Der Aufforderung zur Empörung folgte nur kurze Zeit später im Jahr 2011 im Gespräch von Stephane Hessel mit dem Journalisten Gilles Vanderpoorten die Ermutigung  „Engagiert Euch!“.

Ja, Menschen können etwas verändern. Sie können etwas bewegen. Menschen können sich beteiligen an den gesellschaftlichen, kulturellen und politischen Debatten im Land. Das ist nicht nur eine Möglichkeit, von der seit Jahresbeginn viele Menschen in unserem Land Gebrauch machen. Vielmehr gehört aktives Engagement von Seiten der Demokraten zum Lebenselixier der Demokratie.

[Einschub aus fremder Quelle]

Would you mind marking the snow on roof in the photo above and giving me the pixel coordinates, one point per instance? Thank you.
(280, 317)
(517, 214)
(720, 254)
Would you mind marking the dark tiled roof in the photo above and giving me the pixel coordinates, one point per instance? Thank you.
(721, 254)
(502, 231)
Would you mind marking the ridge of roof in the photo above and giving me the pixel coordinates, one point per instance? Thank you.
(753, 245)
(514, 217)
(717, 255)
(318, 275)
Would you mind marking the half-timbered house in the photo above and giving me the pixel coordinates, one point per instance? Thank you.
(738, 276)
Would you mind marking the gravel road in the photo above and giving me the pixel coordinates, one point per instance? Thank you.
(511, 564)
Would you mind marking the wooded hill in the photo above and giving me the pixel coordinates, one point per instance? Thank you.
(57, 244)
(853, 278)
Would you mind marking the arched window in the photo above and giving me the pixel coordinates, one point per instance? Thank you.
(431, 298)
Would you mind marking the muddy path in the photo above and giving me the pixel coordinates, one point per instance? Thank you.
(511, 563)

Die „Demokratie verträgt kein Ohne-mich. Sie lebt von dem Mit-mir“, rief schon der erste Bundespräsident Theodor Heuss den Menschen im Land zu und forderte sie auf, die Demokratie durch ihren Einsatz mitzugestalten. Dazu gehören für mich die Proteste aus den über viele Jahre zu Unrecht vernachlässigten ländlichen Räumen ebenso wie die spontanen Demonstrationen vieler Tausend Menschen im gesamten Bundesgebiet gegen die drohende Gefahr, dass im Ergebnis der kommenden Landtagswahlen in drei ost- und mitteldeutschen Bundesländern mit der AfD eine in diesen Ländern vom Verfassungsschutz als „erwiesen rechtsextrem“ eingestufte Partei politikbestimmende Bedeutung bekommen könnte. Demokraten müssen den Antidemokraten die Stirn bieten. Sichtbar zu machen, mit welch großem und vielfältigen Potential sich Menschen verschiedenster Herkunft, Professionen, Generationen, Kulturen, Religionen und Weltanschauungen Tag für Tag für ein gelingendes und funktionstüchtiges Gemeinwesen einsetzen, ist dabei für mich ein starkes Zeichen für ein weltoffenes, demokratisches und von Vielfalt geprägtes Land. Es gibt so viel Positives. Diese Vielfalt zu zeigen, darauf aufmerksam zu machen und dafür zu streiten lohnt sich. So wird unsere Demokratie auch wehrhaft bleiben.

Christine Lieberknecht, Ministerpräsidentin von Thüringen a.D.